Working on a new feature for eSpeak GUI I started looking into language identification. Forcing users to manually choose the text’s language is a botheration, so trying to guess it by checking which system dictionary contains the most words from the text or some other method would surely be beneficial.
After a quick search I learned that it’s much easier than this: it’s possible to reliably determine the language based on statistic n-gram information. Ignoring the fact that now I officially hate Firefox, Chromium, OpenOffice.org and everyone else there for not implementing this and having me spend the day changing the spell-checker’s language, I was left with the choice on how to use this in eSpeak GUI.
The first option I found was TextCat, which is also the only library I’ve found to be packaged for Debian. However, ignoring the fact that upstream isn’t maintaining it any more (such a library shouldn’t need too much maintainance, after all), the package declares incorrect dependencies (bug filled a month ago, no response yet) and the API is also pretty crappy (it requires a physical file indicating the location of the statistic models).
Unrelated to that, I’ve also found that the Catalan text samples it includes are incorrect, so the same may be true for other languages. I guess it’d make sense to work on a new (and completely Unicode) language samples collection. I’ve thought of using something like the Universal Declaration of Human Rights since this way all languages can have the same text, but being more of a legal thing it may be biased by some words being too repetitive.
Looking for other alternatives to the TextCat library I’ve only found the following:
- TextCat (same name, different code): PHP licensed, so incompatible with GPL projects.
- Mguesser (part of mnogosearch-mysql): it’s a standalone executable and not a library.
- SpamAssassin’s TextCat.pm: also a standalone executable, this time written in Perl. Apparently they were using a fork of TextCat (the original library, not the PHP licensed one) before that.

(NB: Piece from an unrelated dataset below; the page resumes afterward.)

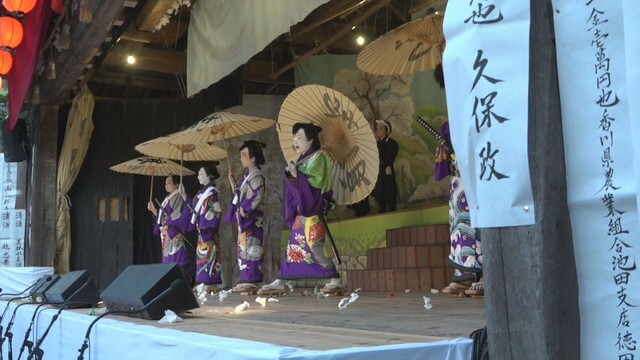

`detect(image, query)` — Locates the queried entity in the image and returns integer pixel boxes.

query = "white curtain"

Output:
[187,0,328,97]
[54,85,94,274]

So it looks like I’ll have to start by getting a good collection of text samples I can use to generate the statistic data. Then I have several options on how to actually use it. As I see it, those are my possibilities:
- Fixing libtextcat‘s packaging and just using that.
- Taking it over as new upstream maintainer. Not my preferred option as I don’t really feel like maintaining a C library at this point.
- Trying to convince the maintainer of the new TextCat (with last commit January this year and a more sane API) to re-license it in a GPL-compatible way, packaging that and seeing how that one works (haven’t tried it out yet).
- Writing my own implementation in Python, maybe based upon this example or TextCat.pm.
Any other ideas, pointers to some library I may have missed or offers to collaborate are very welcome. Please also note that my intention in writing this post is not only to rant about there being no well-maintained ready-to-use library being available, but especially raising awareness on the topic of language identification. I’d love to see this feature all around the desktop, just like (and in combination with) spell-checking, which is already omnipresent.